FSM-LLM: Injecting Structured Thinking into Large Language Models with Finite State Machines

FSM-LLM is an open-source framework designed to address the obstacles in complex multi-turn dialogues caused by the stateless nature of large language models (LLMs). It combines the structured control capabilities of finite state machines (FSMs) with the language understanding abilities of LLMs to build predictable, testable, and maintainable intelligent dialogue systems. The core idea is to separate state control from language processing: LLMs handle language tasks, FSMs manage process control, and the framework maintains the state.

LLMs excel at natural language generation, but they are inherently stateless—each call is independent, so they cannot automatically remember dialogue context or follow predefined business processes. This makes it difficult to build complex multi-turn dialogue systems where AI assistants can both understand natural language and advance according to established processes while maintaining consistent context.
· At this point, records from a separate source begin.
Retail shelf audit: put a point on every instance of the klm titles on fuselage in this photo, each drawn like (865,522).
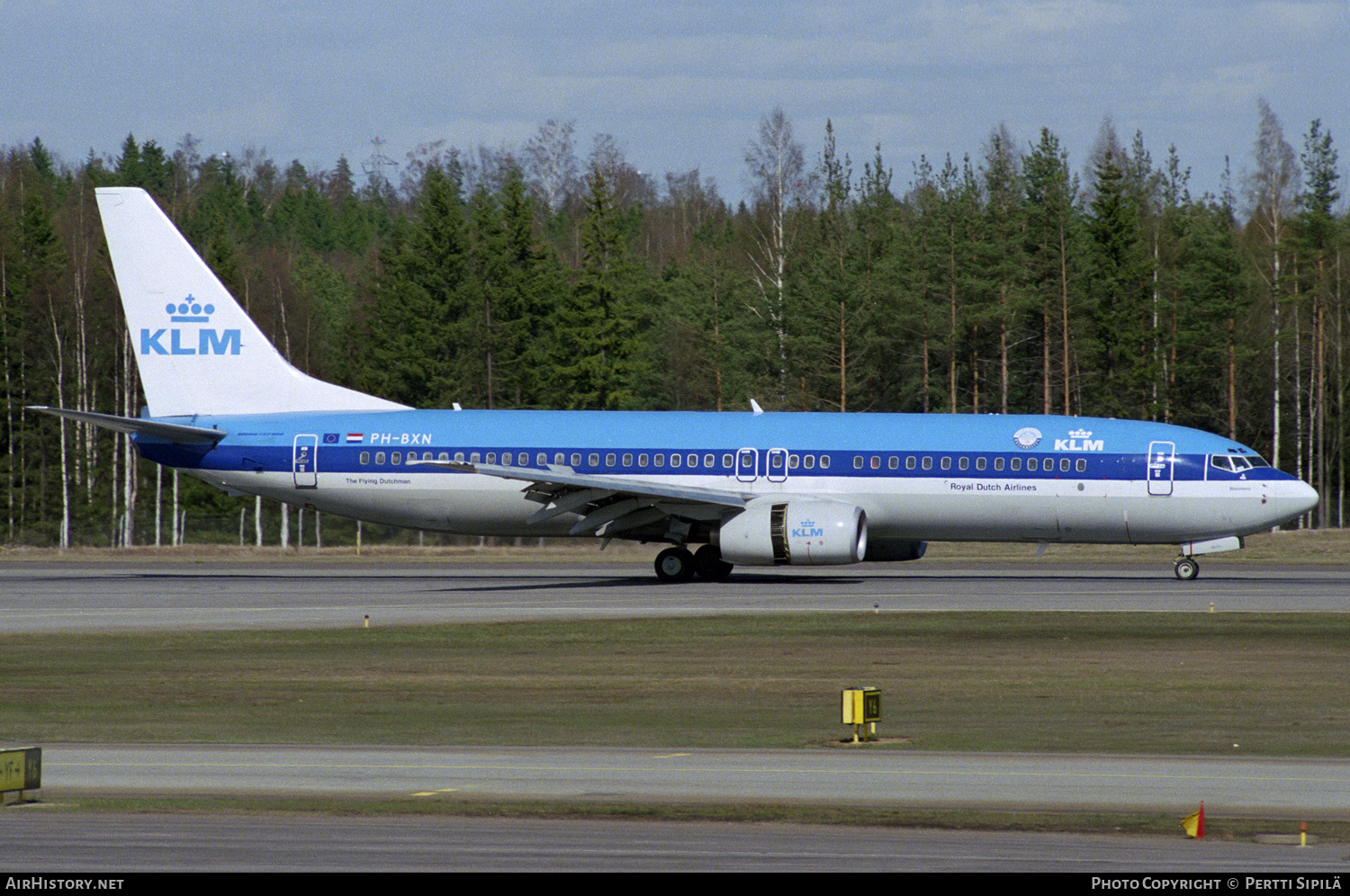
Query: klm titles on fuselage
(208,340)
(1079,440)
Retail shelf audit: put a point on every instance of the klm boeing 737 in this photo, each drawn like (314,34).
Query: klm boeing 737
(753,488)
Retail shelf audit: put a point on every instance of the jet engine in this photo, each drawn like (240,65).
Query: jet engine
(796,532)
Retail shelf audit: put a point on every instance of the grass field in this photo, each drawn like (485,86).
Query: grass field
(1047,682)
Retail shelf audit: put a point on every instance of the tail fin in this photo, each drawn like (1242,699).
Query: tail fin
(197,350)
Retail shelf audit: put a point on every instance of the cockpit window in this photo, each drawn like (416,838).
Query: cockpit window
(1237,463)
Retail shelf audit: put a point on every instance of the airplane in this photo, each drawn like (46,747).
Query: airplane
(748,488)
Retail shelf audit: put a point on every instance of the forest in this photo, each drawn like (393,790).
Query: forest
(562,277)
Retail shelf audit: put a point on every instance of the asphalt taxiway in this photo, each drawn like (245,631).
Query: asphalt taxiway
(94,596)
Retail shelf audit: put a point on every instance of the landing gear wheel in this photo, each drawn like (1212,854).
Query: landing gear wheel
(1187,569)
(709,564)
(674,564)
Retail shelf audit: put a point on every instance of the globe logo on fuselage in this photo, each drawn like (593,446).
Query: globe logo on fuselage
(183,340)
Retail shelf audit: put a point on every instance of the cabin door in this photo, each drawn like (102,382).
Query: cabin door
(1161,461)
(304,461)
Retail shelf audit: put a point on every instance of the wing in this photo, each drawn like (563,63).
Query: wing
(623,507)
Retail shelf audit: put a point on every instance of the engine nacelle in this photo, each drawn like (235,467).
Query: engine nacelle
(894,550)
(796,532)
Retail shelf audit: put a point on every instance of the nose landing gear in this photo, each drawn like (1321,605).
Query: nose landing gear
(1187,569)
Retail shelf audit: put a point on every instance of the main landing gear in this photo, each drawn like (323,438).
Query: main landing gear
(678,564)
(1187,569)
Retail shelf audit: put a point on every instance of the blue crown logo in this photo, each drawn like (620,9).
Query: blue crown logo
(189,310)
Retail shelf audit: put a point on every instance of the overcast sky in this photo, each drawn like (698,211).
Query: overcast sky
(680,84)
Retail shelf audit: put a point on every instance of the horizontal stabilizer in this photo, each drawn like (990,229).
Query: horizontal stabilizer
(177,434)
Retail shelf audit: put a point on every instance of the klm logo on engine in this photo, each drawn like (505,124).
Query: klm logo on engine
(807,529)
(183,340)
(1079,440)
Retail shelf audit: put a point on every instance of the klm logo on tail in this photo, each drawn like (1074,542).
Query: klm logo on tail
(208,342)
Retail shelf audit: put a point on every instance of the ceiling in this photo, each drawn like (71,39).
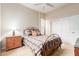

FSM-LLM was created to resolve this contradiction.

Design Philosophy: Separate state and language processing—LLMs are responsible for understanding input, extracting information, and generating responses; FSMs define dialogue phases, transition rules, and the order of business logic; the framework maintains context and evaluates transition conditions.

Two-Stage Architecture:

1. Data Extraction and State Evaluation: Call the LLM to extract intent and key information to update the context, then use JsonLogic rules to evaluate whether to switch states (supports simple matching or complex LLM decisions).
2. Response Generation: Generate a response after state transition is completed, ensuring the response is based on the final state and avoiding the "outdated response" problem (e.g., the AI still asks questions after the user says goodbye).

Extended Ecosystem:

• Intent Classification: Supports single/multi-intent and hierarchical classification; automatically uses LLM-driven structured classification and provides confidence scores.
• Reasoning Engine: 9 structured reasoning strategies (analysis, deduction, induction, etc.), each implemented as an FSM for traceability and debugging.
• Workflow Orchestration: 11 step types (API calls, conditional judgments, parallel execution, etc.), supporting asynchronous event-driven workflows.
• Agent Patterns: 12 classic agent patterns (ReAct, Plan-Execute, etc.), supporting tool calls and human-machine collaboration.
• Monitoring Panel: Web-based real-time monitoring of FSM, agent, and workflow states.

Technical Highlights: Supports over 100 LLM providers (via litellm); FSM nesting and stacking; built-in security mechanisms (sensitive information filtering, etc.); 8 processor hook points for customizing behavior.

FSM-LLM is suitable for scenarios requiring structured processes:

• Customer Service Robots: Follow standard service processes (greeting → diagnosis → solution → conclusion).
• Medical Consultation Systems: Collect information strictly according to medical procedures without missing symptoms or confirmation steps.
• Financial Service Assistants: Sensitive operations require multiple confirmations and identity verification to ensure security steps are not bypassed.
• Education and Training Dialogues: Guide learning according to outlines and dynamically adjust content difficulty.

Using FSM-LLM is simple and efficient:

1. Define a JSON-formatted FSM configuration (e.g., GreetingBot, including initial state, purpose of each state, extraction/response instructions, and transition rules).
2. Run the code:
   • Python: Import the API, load the configuration from a file, start the dialogue and interact.
   • Command Line: Set the API key, run the fsm-llm command with the specified configuration file. (Refer to the original document for example configurations and code.)

FSM-LLM combines the deterministic skeleton of FSMs with the flexible flesh of LLMs, representing a pragmatic approach to AI application development. It provides a predictable, auditable, and maintainable solution for enterprise-level dialogue systems, allowing developers to retain the language capabilities of LLMs while gaining the structural advantages of traditional software engineering. As AI moves from experimentation to production, this "controlled intelligence" will become an important choice for enterprises.